RedsysConfigClient redsysConfigClient = new RedsysConfigClient(dsSignatureV, clientSecret, RedsysEnvironment.valueOf(environment), merchantCode);

ApiMacSha256 apiMacSha256 = new ApiMacSha256();

apiMacSha256.setParameter(RedsysCommercePaymentMethodConstants.DS_MERCHANT_AMOUNT, commerceOrder.getTotal().setScale(2, RoundingMode.DOWN).toString().replace(".", ""));
apiMacSha256.setParameter(RedsysCommercePaymentMethodConstants.DS_MERCHANT_ORDER, Long.toString(commerceOrder.getCommerceOrderId()));
apiMacSha256.setParameter(RedsysCommercePaymentMethodConstants.DS_MERCHANT_MERCHANTCODE,redsysConfigClient.getMerchantCode());
apiMacSha256.setParameter(RedsysCommercePaymentMethodConstants.DS_MERCHANT_CURRENCY, Integer.toString(currencyIso4217.getNumericCode()));
apiMacSha256.setParameter(RedsysCommercePaymentMethodConstants.DS_MERCHANT_TRANSACTIONTYPE, transactionValue.getTypeOfTransaction());
apiMacSha256.setParameter(RedsysCommercePaymentMethodConstants.DS_MERCHANT_TERMINAL, terminal);
apiMacSha256.setParameter(RedsysCommercePaymentMethodConstants.DS_MERCHANT_MERCHANTURL, URLCodec.encodeURL(_getServletUrl(redsysCommercePaymentMethodRequest)));
apiMacSha256.setParameter(RedsysCommercePaymentMethodConstants.DS_MERCHANT_URLOK,  URLCodec.encodeURL(urlOk.toString()));
apiMacSha256.setParameter(RedsysCommercePaymentMethodConstants.DS_MERCHANT_URLKO, URLCodec.encodeURL(urlNok.toString()));

String claveModuloAdmin = redsysConfigClient.getSignatureSecret();
String signature = apiMacSha256.createMerchantSignature(claveModuloAdmin);
String params = apiMacSha256.createMerchantParameters();
String dsSignatureVersion = redsysConfigClient.getDsSignatureVersion();

List<String> resultMessage =  new ArrayList<String>();

String url = StringBundler.concat(
       _getServletUrl(redsysCommercePaymentMethodRequest),
       StringPool.QUESTION, RedsysCommercePaymentMethodConstants.REDIRECT_URL,StringPool.EQUAL,URLCodec.encodeURL(redsysConfigClient.getEnvironmentUrl().toString()),
       StringPool.AMPERSAND,RedsysCommercePaymentMethodConstants.PARAMS,StringPool.EQUAL, URLEncoder.encode(params, StringPool.UTF8),
       StringPool.AMPERSAND,RedsysCommercePaymentMethodConstants.SIGNATURE, StringPool.EQUAL,URLEncoder.encode(signature, StringPool.UTF8),
       StringPool.AMPERSAND,RedsysCommercePaymentMethodConstants.DS_SIGNATURE_VERSION_PARAM, StringPool.EQUAL,dsSignatureVersion );

CommercePaymentResult commercePaymentResult = new CommercePaymentResult(
       transactionId, commerceOrder.getCommerceOrderId(),
       CommerceOrderConstants.ORDER_STATUS_PENDING, true, url, null,
       resultMessage, true);

return commercePaymentResult;
Important: in summary in this implementation, relevant points:
  • We create our "RedsysCommercePaymentMethodRequest" with the value of "CommercePaymentRequest", and then we retrieve some necessary values for the implementation.

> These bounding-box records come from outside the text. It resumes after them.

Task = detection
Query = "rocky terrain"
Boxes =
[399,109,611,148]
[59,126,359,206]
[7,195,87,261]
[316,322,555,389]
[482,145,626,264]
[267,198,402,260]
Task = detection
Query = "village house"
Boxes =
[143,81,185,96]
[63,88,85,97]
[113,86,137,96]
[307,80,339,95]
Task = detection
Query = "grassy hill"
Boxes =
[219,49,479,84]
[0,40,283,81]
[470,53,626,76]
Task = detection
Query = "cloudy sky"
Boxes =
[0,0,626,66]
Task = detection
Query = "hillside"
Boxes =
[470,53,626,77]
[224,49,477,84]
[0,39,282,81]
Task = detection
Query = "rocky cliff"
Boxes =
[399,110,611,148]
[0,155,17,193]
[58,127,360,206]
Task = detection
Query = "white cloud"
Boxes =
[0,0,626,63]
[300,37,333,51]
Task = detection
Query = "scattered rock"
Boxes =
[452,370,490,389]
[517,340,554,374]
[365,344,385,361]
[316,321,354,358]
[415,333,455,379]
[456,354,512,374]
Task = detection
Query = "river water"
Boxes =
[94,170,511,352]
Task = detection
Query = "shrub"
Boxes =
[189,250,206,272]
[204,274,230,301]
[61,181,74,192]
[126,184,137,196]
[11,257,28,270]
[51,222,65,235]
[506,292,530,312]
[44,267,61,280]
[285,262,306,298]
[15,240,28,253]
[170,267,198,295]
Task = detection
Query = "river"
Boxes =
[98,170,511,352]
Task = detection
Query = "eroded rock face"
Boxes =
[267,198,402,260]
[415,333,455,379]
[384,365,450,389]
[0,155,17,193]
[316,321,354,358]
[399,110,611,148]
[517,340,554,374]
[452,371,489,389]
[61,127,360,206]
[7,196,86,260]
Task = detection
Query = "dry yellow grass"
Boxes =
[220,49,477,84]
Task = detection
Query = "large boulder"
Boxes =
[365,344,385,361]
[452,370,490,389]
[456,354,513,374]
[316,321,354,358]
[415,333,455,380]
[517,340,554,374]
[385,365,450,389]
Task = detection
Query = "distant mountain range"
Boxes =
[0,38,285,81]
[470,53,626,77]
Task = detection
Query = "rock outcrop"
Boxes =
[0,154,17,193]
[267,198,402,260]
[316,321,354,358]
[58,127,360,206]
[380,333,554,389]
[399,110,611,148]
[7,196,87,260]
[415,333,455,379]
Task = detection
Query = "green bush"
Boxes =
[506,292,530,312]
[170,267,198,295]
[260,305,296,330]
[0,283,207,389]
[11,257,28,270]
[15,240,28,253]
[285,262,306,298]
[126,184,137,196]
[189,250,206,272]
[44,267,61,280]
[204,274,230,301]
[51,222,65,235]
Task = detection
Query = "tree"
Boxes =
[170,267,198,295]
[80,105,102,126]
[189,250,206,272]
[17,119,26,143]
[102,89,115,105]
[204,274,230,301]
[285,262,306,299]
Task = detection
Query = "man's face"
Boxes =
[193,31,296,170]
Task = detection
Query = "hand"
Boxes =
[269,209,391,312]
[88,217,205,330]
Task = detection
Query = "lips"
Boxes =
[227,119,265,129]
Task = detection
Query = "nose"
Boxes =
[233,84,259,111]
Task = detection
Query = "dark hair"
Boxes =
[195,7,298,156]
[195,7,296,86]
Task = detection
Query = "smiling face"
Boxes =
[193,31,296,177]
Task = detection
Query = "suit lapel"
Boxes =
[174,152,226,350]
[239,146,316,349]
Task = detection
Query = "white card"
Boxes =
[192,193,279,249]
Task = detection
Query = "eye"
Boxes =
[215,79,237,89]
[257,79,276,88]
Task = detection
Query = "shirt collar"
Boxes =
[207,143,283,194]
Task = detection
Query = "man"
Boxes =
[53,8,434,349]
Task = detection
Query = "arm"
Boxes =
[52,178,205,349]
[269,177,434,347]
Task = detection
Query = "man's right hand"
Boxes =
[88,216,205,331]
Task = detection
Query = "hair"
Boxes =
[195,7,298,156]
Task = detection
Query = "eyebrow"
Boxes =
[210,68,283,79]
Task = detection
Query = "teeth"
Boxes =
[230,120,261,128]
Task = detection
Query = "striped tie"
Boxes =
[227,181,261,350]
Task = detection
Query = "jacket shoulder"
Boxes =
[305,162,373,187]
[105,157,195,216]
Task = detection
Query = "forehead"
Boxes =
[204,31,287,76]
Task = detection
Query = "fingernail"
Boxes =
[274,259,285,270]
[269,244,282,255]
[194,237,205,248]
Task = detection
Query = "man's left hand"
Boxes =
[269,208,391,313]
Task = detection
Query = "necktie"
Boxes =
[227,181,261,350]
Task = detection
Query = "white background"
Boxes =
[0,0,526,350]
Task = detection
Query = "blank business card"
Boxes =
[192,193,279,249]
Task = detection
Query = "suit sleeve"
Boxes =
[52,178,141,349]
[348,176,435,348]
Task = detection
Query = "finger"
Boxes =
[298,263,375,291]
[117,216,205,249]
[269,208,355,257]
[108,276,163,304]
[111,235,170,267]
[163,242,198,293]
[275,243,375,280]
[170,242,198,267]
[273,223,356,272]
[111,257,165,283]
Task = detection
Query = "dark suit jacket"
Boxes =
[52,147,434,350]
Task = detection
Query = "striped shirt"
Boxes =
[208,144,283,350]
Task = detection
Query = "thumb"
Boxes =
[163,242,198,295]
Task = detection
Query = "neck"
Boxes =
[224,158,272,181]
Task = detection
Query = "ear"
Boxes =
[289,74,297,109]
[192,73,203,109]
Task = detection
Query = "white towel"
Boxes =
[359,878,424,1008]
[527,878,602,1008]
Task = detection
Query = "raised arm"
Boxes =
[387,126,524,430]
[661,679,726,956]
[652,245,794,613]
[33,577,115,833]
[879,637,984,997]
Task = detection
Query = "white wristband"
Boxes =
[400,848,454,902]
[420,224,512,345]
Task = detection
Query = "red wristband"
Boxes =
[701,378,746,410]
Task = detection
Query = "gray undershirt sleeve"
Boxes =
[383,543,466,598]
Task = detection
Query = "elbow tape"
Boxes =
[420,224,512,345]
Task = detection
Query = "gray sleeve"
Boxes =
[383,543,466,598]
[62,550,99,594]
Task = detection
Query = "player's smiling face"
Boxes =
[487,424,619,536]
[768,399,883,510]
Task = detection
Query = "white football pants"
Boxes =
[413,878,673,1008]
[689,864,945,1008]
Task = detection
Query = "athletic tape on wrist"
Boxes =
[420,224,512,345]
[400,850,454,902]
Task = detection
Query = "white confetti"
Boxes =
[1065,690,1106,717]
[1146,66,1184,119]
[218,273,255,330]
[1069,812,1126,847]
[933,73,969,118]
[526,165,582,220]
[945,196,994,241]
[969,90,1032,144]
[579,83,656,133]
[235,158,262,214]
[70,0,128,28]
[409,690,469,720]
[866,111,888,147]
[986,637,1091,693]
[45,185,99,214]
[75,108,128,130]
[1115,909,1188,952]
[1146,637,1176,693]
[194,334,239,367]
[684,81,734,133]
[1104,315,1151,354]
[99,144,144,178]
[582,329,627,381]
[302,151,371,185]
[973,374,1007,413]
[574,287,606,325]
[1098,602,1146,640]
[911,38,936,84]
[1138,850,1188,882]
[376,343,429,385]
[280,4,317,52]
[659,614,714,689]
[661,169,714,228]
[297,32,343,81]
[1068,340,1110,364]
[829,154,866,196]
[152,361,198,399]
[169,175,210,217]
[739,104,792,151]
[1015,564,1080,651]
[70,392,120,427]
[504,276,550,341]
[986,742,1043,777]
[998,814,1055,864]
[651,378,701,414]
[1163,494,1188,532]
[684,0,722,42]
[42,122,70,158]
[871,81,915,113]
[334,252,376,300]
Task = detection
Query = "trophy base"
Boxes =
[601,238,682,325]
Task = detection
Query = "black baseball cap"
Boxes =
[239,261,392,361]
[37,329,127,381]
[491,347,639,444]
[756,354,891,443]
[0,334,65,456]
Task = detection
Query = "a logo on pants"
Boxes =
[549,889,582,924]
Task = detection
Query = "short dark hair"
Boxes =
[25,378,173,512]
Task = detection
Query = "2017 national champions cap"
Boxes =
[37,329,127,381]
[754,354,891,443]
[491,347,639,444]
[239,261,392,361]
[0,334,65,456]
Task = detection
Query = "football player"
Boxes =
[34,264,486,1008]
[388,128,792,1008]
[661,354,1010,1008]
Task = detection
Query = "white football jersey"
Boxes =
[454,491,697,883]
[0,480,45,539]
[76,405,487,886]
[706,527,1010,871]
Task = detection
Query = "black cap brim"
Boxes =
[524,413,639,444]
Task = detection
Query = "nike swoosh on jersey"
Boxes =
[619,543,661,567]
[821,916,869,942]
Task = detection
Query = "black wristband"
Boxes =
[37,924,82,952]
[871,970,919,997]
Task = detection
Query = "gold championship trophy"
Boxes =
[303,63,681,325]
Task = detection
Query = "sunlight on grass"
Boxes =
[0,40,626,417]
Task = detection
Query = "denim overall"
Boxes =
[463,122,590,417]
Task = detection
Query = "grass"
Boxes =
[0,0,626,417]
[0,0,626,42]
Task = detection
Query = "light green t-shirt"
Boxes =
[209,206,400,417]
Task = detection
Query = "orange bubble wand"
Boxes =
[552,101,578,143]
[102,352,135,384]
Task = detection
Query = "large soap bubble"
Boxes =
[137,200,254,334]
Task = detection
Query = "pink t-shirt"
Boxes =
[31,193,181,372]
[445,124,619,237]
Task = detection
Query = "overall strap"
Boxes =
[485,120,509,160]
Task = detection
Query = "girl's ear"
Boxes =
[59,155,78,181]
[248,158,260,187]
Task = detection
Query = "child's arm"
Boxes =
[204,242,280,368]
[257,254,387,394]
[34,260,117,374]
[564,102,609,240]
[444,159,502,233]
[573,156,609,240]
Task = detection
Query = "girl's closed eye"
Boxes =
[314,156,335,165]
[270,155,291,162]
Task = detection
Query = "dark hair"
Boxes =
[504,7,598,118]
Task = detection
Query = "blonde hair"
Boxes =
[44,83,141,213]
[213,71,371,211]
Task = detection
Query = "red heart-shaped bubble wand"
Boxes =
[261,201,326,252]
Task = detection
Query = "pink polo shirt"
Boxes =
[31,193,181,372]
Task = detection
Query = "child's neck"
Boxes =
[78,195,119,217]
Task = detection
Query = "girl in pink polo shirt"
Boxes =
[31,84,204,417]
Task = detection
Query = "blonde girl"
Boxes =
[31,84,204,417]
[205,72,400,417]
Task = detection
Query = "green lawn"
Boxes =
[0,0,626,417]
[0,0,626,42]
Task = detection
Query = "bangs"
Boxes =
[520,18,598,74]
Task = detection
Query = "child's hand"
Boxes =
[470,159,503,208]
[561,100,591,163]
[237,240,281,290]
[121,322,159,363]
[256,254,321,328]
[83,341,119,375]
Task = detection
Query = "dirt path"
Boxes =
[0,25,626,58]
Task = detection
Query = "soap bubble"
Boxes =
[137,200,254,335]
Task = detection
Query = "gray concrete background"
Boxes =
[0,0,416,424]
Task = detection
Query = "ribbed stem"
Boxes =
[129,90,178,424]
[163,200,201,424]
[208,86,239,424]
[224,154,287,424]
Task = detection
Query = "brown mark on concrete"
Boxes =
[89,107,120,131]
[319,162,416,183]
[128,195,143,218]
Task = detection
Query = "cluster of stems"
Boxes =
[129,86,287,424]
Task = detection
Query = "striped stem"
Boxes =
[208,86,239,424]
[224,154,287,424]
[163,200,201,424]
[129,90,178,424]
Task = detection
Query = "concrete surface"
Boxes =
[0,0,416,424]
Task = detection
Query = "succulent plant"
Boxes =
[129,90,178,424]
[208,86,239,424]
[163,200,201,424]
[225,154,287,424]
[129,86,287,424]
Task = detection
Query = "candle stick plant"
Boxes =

  • We recover the configuration of the payment method per channel, necessary for the connection with the payment gateway.

  • Following the Redsys documentation, we create an object of the type "ApiMacSha256", we set it with the necessary values, we call two methods to encrypt the data.

  • We create a link with our servlet, concatenating 4 values that we will need in the "form" that we will create in the future (redsys-form.jsp).

  • Finally, we create a "CommercePaymentResult" object and set the return of our "processPayment" method. As we are in the payment process, we also set the order status as "ORDER_STATUS_PENDING".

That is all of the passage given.